1.2. Приготовление мясо-пептонного агара (МПА). К 1 литру МПБ прибавляют соответственно 20,0 грамм агара в волокнах или порошке и 7,5 грамм хлористого натрия, нагревают до растворения, устанавливают рН 7,2 - 7,4, осветляют, фильтруют в горячем виде через ватно-марлевый фильтр и разливают в пробирки или флаконы. Для определения галофильности вибрионов применяют МПА, к которому перед стерилизацией добавляют 1,5; 3,0; 7,0; 10,0% хлористого натрия. Стерилизуют среду при температуре 121°С (1 атм) в течение 30 мин. Готовая питательная среда содержит 60-70 мг% аминного азота, рН 7,4-7,8.
1.3. Приготовление дифференциально-диагностического агара с пенициллином (среда ДДА).
К расплавленному щелочному МПА (рН 8,0 - 8,6), приготовленному из обычного МПА путем добавления 30 см3 10-процентного раствора углекислого натрия и кипячения в течение 45 мин, остуженному до 45-50°С, добавляют по 1,5% хлористого натрия и сахарозы. Устанавливают рН 8,0-8,2 и стерилизуют при температуре 110 -112°С (0,5 атм) в течение 15 мин. После остывания среды до 45-50°С в нее добавляют 1% бромтимолблау (1,6-процентного спиртового раствора) и пенициллин из расчета 5 ЕД/см3, перемешивают и разливают в стерильные чашки Петри.
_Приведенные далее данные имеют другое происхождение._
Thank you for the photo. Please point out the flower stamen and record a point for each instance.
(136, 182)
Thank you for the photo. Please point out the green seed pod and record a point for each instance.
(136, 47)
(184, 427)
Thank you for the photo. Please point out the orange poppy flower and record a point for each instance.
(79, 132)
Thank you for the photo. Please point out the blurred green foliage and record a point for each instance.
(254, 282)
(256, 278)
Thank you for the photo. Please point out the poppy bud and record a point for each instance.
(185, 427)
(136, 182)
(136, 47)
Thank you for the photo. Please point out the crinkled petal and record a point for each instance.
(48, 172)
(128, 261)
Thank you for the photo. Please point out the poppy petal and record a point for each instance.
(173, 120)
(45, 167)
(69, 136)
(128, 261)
Среду, имеющую сине-зеленый цвет, сохраняют при температуре 4 - 8°С и используют в течение 2 недель.
1.4. Среда Меллера состоит из пептона 5,0 г, мясной воды (1 кг мяса на 1 литр дистиллированной воды) - 5 см3, бромкрезолпурпура (1,6%)) - 0,6 см3, крезолрота (0,2%о) -2,5 см3, d- глюкозы - 0,5 см3, пиридоксина - 5 мг (можно взять витамин b6), дистиллированной поды до 1000 см3. Учитывая галофильность вибрионов в среду добавляют 1%) хлористого натрия и устанавливают рН 6-6,2.
Для приготовлении среды все компоненты растворяют в дистиллированной воде при нагревании, устанавливают рН среды 6,0 и разделяют на четыре части, в три из которых добавляют по одной аминокислоте - соответственно аргинин, орнитин, лизин. Если аминокислоты в l-форме, тогда достаточно 1%, если - в dl-форме - 2%. После добавления аминокислот, перед стерилизацией устанавливают рН 6,2. Среды разливают по 2-3 см3 в пробирки и стерилизуют при температуре 121°С (1 атм) в течение 10 мин.
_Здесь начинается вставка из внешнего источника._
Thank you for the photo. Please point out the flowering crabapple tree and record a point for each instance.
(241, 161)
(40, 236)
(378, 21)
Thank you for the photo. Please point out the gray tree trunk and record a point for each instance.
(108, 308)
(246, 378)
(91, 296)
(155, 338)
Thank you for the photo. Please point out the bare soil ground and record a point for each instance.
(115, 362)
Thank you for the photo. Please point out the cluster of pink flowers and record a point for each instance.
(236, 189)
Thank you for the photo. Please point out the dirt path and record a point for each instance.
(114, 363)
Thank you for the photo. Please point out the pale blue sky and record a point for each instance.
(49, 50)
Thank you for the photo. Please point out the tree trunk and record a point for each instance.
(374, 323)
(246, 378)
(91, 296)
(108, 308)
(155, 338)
1.5. Среда с мочевиной (Кристенсена)
В состав среды входит: пептон - 1,0 г; фосфат калия однозамещенный - 2,0 г; хлористый натрий - 5,0 г; глюкоза - 1,0 г; агар -20,0 г; мочевина - 20,0 г; фенолрот - 0,012 г; дистиллированная вода 1000 см3, рН среды 6,8.
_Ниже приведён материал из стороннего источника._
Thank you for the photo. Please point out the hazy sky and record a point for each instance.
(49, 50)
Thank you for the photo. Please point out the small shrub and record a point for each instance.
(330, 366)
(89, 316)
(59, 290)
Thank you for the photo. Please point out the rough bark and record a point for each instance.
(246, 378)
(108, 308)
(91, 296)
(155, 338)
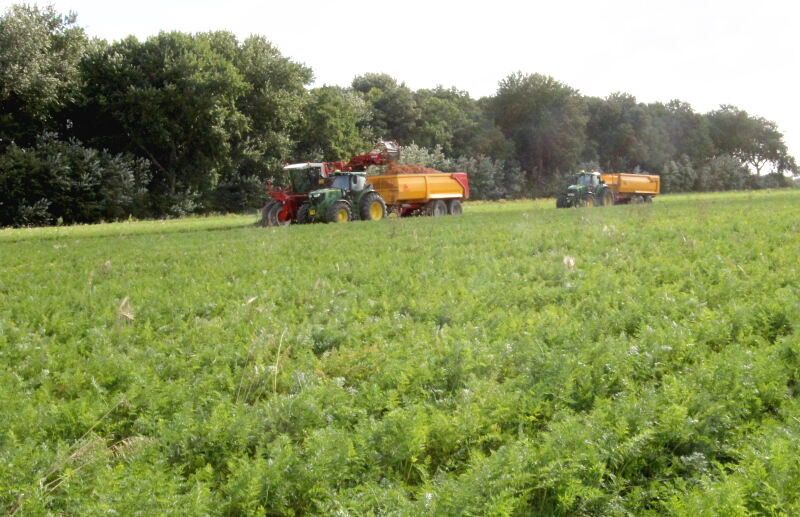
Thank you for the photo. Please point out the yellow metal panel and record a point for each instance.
(416, 188)
(626, 183)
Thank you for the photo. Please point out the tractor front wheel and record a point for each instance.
(278, 215)
(373, 208)
(339, 212)
(302, 214)
(265, 214)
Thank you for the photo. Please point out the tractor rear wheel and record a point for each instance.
(302, 213)
(435, 208)
(373, 207)
(339, 212)
(265, 214)
(454, 207)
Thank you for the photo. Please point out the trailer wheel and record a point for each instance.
(435, 208)
(373, 208)
(339, 212)
(454, 207)
(302, 213)
(264, 221)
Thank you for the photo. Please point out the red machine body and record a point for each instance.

Промытый агар расплавляют в воде при нагревании. Затем в среду вносят пептон, соли, глюкозу, доводят ее до кипения и добавляют фенолрот, предварительно растворенный в растворе едкого натрия. Среду в объеме по 5 см3 разливают в пробирки и стерилизуют при температуре 110-112°С (0,5 атм) в течение 20 мин. После охлаждения среды до температуры 50°С в каждую пробирку добавляют по 0,5 см3 20%-нoгo раствора мочевины (20 г мочевины растворяют в дистиллированной воде и кипятят 30 мин на водяной бане). Приготовленную среду скашивают. Цвет среды зеленовато-желтый. При защелачивании цвет среды меняется до красно-фиолетового.